From: "Ananyev, Konstantin" <konstantin.ananyev@intel.com>
To: Neil Horman <nhorman@tuxdriver.com>
Cc: "dev@dpdk.org" <dev@dpdk.org>
Subject: Re: [dpdk-dev] [PATCH] acl: If build does not support sse4.2, emulate missing instructions with C code
Date: Wed, 6 Aug 2014 11:39:22 +0000 [thread overview]
Message-ID: <2601191342CEEE43887BDE71AB9772582134FC92@IRSMSX105.ger.corp.intel.com> (raw)
In-Reply-To: <20140805182035.GB20550@hmsreliant.think-freely.org>
> -----Original Message-----
> From: Neil Horman [mailto:nhorman@tuxdriver.com]
> Sent: Tuesday, August 05, 2014 7:21 PM
> To: Ananyev, Konstantin
> Cc: dev@dpdk.org; Thomas Monjalon; Richardson, Bruce
> Subject: Re: [PATCH] acl: If build does not support sse4.2, emulate missing instructions with C code
>
> On Tue, Aug 05, 2014 at 03:26:27PM +0000, Ananyev, Konstantin wrote:
> > Hi Neil,
> >
> > > From: Neil Horman [mailto:nhorman@tuxdriver.com]

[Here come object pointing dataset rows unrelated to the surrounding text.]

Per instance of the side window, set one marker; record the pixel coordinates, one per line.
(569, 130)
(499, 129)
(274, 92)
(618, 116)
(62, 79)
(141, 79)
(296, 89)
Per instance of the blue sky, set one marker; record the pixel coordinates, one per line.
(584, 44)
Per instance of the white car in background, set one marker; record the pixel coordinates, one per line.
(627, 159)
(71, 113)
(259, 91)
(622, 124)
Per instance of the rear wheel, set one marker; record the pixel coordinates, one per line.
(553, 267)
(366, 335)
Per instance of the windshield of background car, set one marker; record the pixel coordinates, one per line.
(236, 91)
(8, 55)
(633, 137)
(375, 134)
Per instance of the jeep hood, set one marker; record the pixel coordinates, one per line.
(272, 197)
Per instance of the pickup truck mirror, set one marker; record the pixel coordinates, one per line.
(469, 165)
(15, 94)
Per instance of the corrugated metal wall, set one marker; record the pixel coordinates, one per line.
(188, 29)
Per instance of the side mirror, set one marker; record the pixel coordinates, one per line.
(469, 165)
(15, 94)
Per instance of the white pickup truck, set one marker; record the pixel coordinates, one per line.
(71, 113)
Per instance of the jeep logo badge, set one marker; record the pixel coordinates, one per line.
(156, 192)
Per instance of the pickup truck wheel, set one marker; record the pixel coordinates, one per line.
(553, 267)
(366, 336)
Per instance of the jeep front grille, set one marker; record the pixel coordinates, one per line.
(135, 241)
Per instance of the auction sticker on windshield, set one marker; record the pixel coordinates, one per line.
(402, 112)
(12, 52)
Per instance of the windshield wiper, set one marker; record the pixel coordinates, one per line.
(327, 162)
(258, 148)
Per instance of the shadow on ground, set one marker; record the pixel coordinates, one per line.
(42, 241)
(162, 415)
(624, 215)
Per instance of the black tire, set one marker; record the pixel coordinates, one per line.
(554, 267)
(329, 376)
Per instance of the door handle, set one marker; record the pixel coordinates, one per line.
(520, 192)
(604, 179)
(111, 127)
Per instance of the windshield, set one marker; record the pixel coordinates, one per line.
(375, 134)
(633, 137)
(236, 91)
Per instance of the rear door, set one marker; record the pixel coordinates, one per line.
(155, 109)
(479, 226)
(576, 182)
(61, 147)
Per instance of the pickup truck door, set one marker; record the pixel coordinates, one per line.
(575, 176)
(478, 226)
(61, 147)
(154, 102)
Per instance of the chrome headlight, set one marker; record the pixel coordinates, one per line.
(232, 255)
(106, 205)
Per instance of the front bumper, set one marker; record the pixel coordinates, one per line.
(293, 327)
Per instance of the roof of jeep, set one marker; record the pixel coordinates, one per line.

> > > Sent: Monday, August 04, 2014 4:36 PM
> > > To: dev@dpdk.org
> > > Cc: Neil Horman; Thomas Monjalon; Ananyev, Konstantin; Richardson, Bruce
> > > Subject: [PATCH] acl: If build does not support sse4.2, emulate missing instructions with C code
> > >
> > > The ACL library makes extensive use of some SSE4.2 instructions, which means the
> > > default build can't compile this library. Work around the problem by testing
> > > the __SSE42__ definition in the acl_vects.h file and defining the macros there
> > > as intrinsics or c-level equivalants. Note this is a minimal patch, adjusting
> > > only the definitions that are currently used in the ACL library.
> > >
> >
> > My comments about actual implementations of c-level equivalents below.
> > None of them look correct to me.
> > Of course it could be fixed.
> > Though I am not sure that is a right way to proceed:
> > At first I really doubt that these equivalents will provide similar performance.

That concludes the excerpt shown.